|Date||May 23, 2017|
|Title||PISCES: A Programmable, Protocol-Independent Software Switch|
Virtualized data-centers use software hypervisor switches to steer packets to and from virtual machines (VMs). The switch frequently needs upgrading and customization---to support new protocol headers or encapsulations for tunneling or overlays, to improve measurement and debugging features, and even to add middlebox-like functions. Software switches are typically based on a large body of code, including kernel code. Changing the switch is a formidable undertaking requiring domain mastery of network protocol design and developing, testing, and maintaining a large, complex code-base. In this talk, we argue that changing how a software switch forwards packets should not require intimate knowledge of its implementation. Instead, it should be possible to specify how packets are processed and forwarded in a high-level domain-specific language (DSL) such as P4, then compiled down to run on the underlying software switch. We present PISCES, a software switch that is not hard-wired to specific protocols, which eases adding new features. We also show how the compiler can analyze the high-level specification to optimize forwarding performance. Our evaluation shows that PISCES performs comparably to Open vSwitch, a hardwired hypervisor switch, and that PISCES programs are about 40 times shorter than equivalent Open vSwitch programs.
Muhammad Shahbaz is a third year Ph.D. student in the Department of Computer Science at Princeton University. His research focuses on the application of software-defined networking (SDN) in campus, enterprise and wide-area networks, network measurement and testing, and language abstractions for programmable data planes. Previously, he worked as a research assistant at the University of Cambridge, Computer Laboratory on the CTSRD and MRC2 projects and was a core member of the NetFPGA-10G project initiated by Stanford University. He received his Bachelor's degree from the Department of Computer Engineering at National University of Sciences and Technology.
|Date||April 18, 2017|
|Title||NetKAT Tutorial: Programming, Modelling, and Reasoning about Networks|
NetKAT is a formal system that can be used to program, model, and reason about networks. It comes with a rich formal toolkit including a sounds and complete algebraic axiomatization; an automata theory; a denotational semantics; and an efficient symbolic representation. These theoretic foundations enable powerful tools such as a decision procedure that allows fully automatic verification of important network properties; and a fast compiler that implements powerful programming abstractions. I will give a tutorial on NetKAT, showing how to use it to program networks and reason about their properties.

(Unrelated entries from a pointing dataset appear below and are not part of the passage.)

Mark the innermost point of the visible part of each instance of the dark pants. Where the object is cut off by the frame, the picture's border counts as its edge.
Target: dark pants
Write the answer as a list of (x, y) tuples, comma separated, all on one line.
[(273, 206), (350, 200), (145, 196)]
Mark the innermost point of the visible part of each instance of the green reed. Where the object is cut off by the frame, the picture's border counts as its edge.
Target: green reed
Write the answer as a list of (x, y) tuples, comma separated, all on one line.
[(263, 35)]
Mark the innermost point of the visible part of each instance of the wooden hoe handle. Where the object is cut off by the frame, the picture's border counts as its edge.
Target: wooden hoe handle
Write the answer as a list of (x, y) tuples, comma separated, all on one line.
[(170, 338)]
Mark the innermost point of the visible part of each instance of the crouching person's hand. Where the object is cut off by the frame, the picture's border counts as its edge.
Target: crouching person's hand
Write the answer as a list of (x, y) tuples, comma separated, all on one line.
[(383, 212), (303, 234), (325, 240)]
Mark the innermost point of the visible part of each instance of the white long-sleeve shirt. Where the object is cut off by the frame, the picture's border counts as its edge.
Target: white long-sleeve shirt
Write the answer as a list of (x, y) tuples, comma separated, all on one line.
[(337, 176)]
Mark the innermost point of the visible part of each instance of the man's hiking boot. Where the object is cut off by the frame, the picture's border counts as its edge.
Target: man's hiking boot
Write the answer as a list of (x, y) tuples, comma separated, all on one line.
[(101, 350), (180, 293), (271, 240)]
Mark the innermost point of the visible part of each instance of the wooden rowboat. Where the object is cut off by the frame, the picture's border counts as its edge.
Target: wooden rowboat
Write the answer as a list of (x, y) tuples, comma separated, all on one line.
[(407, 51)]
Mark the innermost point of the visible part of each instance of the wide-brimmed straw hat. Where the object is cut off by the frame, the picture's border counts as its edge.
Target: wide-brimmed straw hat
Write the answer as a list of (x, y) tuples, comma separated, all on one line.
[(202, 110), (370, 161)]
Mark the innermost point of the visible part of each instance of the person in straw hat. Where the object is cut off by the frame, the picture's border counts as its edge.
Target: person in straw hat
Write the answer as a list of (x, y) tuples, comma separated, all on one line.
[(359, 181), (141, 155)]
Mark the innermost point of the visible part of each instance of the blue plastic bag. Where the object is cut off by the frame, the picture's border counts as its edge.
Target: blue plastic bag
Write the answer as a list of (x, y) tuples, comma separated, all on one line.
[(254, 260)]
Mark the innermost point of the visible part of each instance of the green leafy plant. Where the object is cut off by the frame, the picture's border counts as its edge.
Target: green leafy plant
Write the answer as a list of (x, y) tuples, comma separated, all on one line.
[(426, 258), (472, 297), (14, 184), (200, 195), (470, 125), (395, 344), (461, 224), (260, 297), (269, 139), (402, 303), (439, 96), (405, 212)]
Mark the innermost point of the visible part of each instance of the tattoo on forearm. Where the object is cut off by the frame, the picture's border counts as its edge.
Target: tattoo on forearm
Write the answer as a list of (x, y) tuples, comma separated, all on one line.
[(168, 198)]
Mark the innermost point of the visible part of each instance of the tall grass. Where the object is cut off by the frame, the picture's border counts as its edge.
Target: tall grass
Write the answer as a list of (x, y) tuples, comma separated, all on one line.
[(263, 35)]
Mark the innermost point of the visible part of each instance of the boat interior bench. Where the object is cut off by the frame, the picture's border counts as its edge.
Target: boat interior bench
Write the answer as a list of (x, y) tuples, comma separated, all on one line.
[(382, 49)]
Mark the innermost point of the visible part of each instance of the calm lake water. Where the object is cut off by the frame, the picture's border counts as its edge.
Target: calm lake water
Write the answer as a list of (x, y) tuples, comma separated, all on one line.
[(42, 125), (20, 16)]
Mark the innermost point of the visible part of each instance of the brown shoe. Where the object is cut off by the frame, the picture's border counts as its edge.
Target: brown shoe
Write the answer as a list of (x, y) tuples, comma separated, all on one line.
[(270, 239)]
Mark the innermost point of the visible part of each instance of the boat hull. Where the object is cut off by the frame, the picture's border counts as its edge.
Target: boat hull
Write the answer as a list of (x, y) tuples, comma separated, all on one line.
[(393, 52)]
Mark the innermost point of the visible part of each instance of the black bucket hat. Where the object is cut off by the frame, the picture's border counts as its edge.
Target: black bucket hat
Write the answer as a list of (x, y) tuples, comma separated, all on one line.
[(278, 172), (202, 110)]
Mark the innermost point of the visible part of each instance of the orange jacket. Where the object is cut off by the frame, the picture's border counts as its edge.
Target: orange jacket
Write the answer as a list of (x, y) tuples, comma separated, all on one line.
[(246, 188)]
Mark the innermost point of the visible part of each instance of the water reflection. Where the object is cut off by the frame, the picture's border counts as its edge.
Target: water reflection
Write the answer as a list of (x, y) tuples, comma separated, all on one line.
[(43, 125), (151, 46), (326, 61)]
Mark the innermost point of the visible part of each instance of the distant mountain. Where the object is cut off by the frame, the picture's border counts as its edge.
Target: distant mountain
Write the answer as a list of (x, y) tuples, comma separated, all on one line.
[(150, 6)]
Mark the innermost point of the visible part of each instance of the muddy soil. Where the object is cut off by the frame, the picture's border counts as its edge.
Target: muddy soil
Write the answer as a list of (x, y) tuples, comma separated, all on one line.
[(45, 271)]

Steffen Smolka is a PhD student in Computer Science at Cornell University advised by Nate Foster. Currently his research focuses on languages, tools, and formal foundations for software defined networking. General areas of interest include (probabilistic) semantics, automata theory, and compilers.
|Date||March 14, 2017|
|Title||SNAP: Stateful Network-Wide Abstractions for Packet Processing|
Early programming languages for software-defined networking (SDN) were built on top of the simple match- action paradigm offered by OpenFlow 1.0. However, emerging hardware and software switches offer much more sophisticated support for persistent state in the data plane, without involving a central controller. Nevertheless, managing stateful, distributed systems efficiently and correctly is known to be one of the most challenging programming problems. To simplify this new SDN problem, we introduce SNAP.
SNAP offers a simpler "centralized" stateful programming model, by allowing programmers to develop programs on top of one big switch rather than many. These programs may contain reads and writes to global, persistent arrays, and as a result, programmers can implement a broad range of applications, from stateful firewalls to fine-grained traffic monitoring. The SNAP compiler relieves programmers of having to worry about how to distribute, place, and optimize access to these stateful arrays by doing it all for them. More specifically, the compiler discovers read/write dependencies between arrays and translates one-big-switch programs into an efficient internal representation based on a novel variant of binary decision diagrams. This internal representation is used to construct a mixed-integer linear program, which jointly optimizes the placement of state and the routing of traffic across the underlying physical topology. We have implemented a prototype compiler and applied it to about 20 SNAP programs over various topologies to demonstrate our techniques’ scalability.
Mina is a third-year PhD student in Computer Science at Princeton University, advised by Jennifer Rexford. Her research focuses on designing high-level abstractions for network programming and management, specifically in software defined networks (SDNs).